France takes on Britain's former 'US wingman' role over Syria
Britain has abandoned its longtime role as America's loyal 'wingman' after Parliament halted Cameron's march to war against Assad
The New York Times in London
In the 2003 Iraq war, France refused to join the US-led coalition against Saddam Hussein, while Britain, as usual, fought fiercely alongside the Americans.
Many Americans made fun of the French, speaking of "cheese-eating surrender monkeys", and "freedom fries" becoming the nom de guerre of French fries in Washington.
Ten years later, however, France is pressing for military action in Syria and happy to fight alongside the Americans against President Bashar al-Assad, while the British will not take part in any military action, joining the Germans on the sidelines.
The outcome is especially bizarre because Prime Minister David Cameron of Britain joined President Francois Hollande of France in strongly pushing US President Barack Obama to act more boldly in Syria - to provide arms to the rebels, to consider a no-fly zone, to strike hard in response to the alleged use of chemical weapons.

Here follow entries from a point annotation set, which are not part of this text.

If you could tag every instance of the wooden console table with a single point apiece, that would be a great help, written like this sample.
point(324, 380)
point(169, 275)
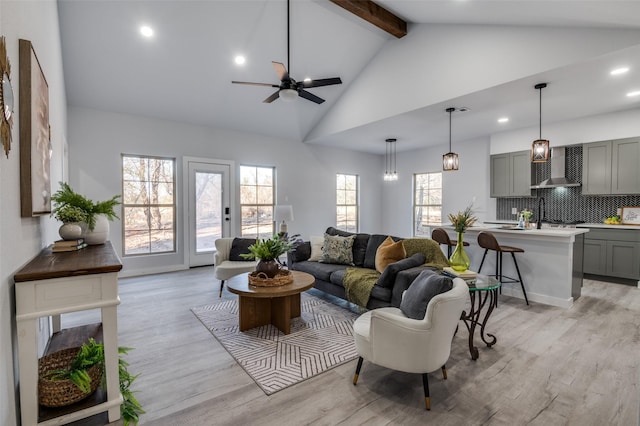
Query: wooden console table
point(56, 283)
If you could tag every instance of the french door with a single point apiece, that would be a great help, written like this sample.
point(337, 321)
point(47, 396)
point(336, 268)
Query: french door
point(209, 207)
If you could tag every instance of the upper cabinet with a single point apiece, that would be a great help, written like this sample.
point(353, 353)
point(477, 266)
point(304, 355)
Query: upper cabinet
point(511, 174)
point(611, 167)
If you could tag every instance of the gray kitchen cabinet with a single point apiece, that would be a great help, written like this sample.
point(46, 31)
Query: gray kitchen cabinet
point(612, 252)
point(595, 256)
point(611, 167)
point(511, 174)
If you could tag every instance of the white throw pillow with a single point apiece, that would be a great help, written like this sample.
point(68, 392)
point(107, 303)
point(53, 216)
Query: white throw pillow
point(316, 248)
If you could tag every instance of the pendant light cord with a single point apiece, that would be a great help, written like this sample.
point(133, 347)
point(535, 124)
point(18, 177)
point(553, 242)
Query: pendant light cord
point(288, 39)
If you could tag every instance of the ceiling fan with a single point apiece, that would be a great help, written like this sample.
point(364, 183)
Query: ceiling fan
point(289, 88)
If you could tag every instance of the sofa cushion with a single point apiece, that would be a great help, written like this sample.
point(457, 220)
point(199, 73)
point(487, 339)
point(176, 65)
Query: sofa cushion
point(337, 249)
point(359, 245)
point(372, 246)
point(321, 271)
point(337, 277)
point(429, 248)
point(389, 252)
point(388, 277)
point(316, 248)
point(240, 246)
point(427, 285)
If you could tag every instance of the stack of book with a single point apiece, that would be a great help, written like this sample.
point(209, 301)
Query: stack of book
point(68, 245)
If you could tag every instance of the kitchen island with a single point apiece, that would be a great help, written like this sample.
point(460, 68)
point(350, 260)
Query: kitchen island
point(551, 265)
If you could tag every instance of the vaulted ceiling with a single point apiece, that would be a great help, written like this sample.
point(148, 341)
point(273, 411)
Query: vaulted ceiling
point(484, 55)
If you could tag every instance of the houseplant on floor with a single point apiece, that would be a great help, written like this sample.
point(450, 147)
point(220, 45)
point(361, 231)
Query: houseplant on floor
point(98, 214)
point(90, 355)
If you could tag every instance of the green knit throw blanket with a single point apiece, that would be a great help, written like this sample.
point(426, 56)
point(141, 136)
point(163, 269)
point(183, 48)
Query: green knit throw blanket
point(428, 247)
point(358, 283)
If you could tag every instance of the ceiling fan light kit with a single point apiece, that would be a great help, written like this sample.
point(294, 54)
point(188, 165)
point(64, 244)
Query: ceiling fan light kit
point(450, 159)
point(540, 147)
point(290, 89)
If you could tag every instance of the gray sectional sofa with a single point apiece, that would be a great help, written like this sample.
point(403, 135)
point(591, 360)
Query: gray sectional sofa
point(422, 253)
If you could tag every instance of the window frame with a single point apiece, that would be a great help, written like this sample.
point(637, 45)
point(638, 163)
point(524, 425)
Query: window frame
point(346, 227)
point(172, 206)
point(257, 205)
point(415, 205)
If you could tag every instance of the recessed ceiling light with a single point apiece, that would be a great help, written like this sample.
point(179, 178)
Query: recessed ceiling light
point(146, 31)
point(619, 71)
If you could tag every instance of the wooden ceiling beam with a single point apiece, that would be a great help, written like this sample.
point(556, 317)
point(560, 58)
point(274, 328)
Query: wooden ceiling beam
point(375, 14)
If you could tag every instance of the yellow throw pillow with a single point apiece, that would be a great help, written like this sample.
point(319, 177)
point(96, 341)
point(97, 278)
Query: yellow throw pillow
point(389, 252)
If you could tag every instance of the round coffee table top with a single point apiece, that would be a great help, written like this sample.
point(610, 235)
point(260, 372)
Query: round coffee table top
point(240, 285)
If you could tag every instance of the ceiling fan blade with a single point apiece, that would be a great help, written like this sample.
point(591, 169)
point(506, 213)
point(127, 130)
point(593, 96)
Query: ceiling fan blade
point(310, 96)
point(321, 82)
point(255, 84)
point(281, 70)
point(273, 97)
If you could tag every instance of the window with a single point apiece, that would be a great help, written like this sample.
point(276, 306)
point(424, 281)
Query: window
point(427, 202)
point(148, 205)
point(256, 201)
point(347, 202)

Cameron's activism far outstripped Britain's teamwork with the US on the Iraq war, for which bitter Britons referred to prime minister Tony Blair as president George W. Bush's poodle.
"On this issue Britain wasn't Obama's poodle but his Rottweiler," said Robin Niblett, the director of Chatham House, the Royal Institute of International Affairs.
"We and the French were pushing Obama on Syria to arm the opposition, lift the embargoes and strike back."
Vincent Desportes, a retired French general and former director of the School of War, said: "The United States and France are truly in the same boat, in the same difficulty, and this difficulty is that of the credibility and place of the West in the world."
For France, he said, it is an occasion to tell the Americans that "we weren't with you in Iraq because we didn't believe in it, but now we are going with you because we do".
Britain, however, has degraded its position and credibility, he said. While France is reasserting its claim to be a global power, Britain, he said, appears to be stepping back.
The British-French turnabouts raise questions about whether the European strategic landscape has changed, especially after both Britain and France led the way in Libya in 2011 and the French took on the fight against al-Qaeda and its associates in the former French colony of Mali this year.
For Niblett, the answer is no for the French, but less clear for the British. "If there were one place in the world where the French would go along with the United States," he said, "it would be Syria," a former French mandate territory next to Lebanon.
Paris has been forceful in demanding that Iran live up to United Nations Security Council resolutions on the nuclear issue and believes in defending international norms, such as the nuclear Non-Proliferation Treaty and the Chemical Weapons Convention. "And this is limited," Niblett said. "This not a George W. Bush let's remake the Middle East moment and would represent a strong defence of an international treaty and norms on chemical weapons."
As for Britain, however, he is more troubled, while saying Cameron's defeat in Parliament was partly self-inflicted and came from bad management of his majority. "This reflects a deep scarring from Afghanistan and Iraq, where British forces were key and fought hard.
"There is a strong view in the commentariat, perhaps not a majority, that says that we can't fix these bloody, intractable problems in the Middle East so why are we trying to do it?"
Still, he said, "For the UK to step back from being the US wingman on deterrence issues is important."
Jonathan Krause, a lecturer in strategic studies at the Royal Air Force College, said people "underestimate how important France has been as a military force in the Mediterranean and in its fight against Islamism in Mali", he said.
"The French did a lot of heavy lifting in the operation in Libya. Combined with successful operation in Mali, this seems to have emboldened them.
"France is no longer as isolationist or Gaullist as they were a decade ago - there seems to be a renewed French effort to fulfil their desired role as a major European power," Krause said.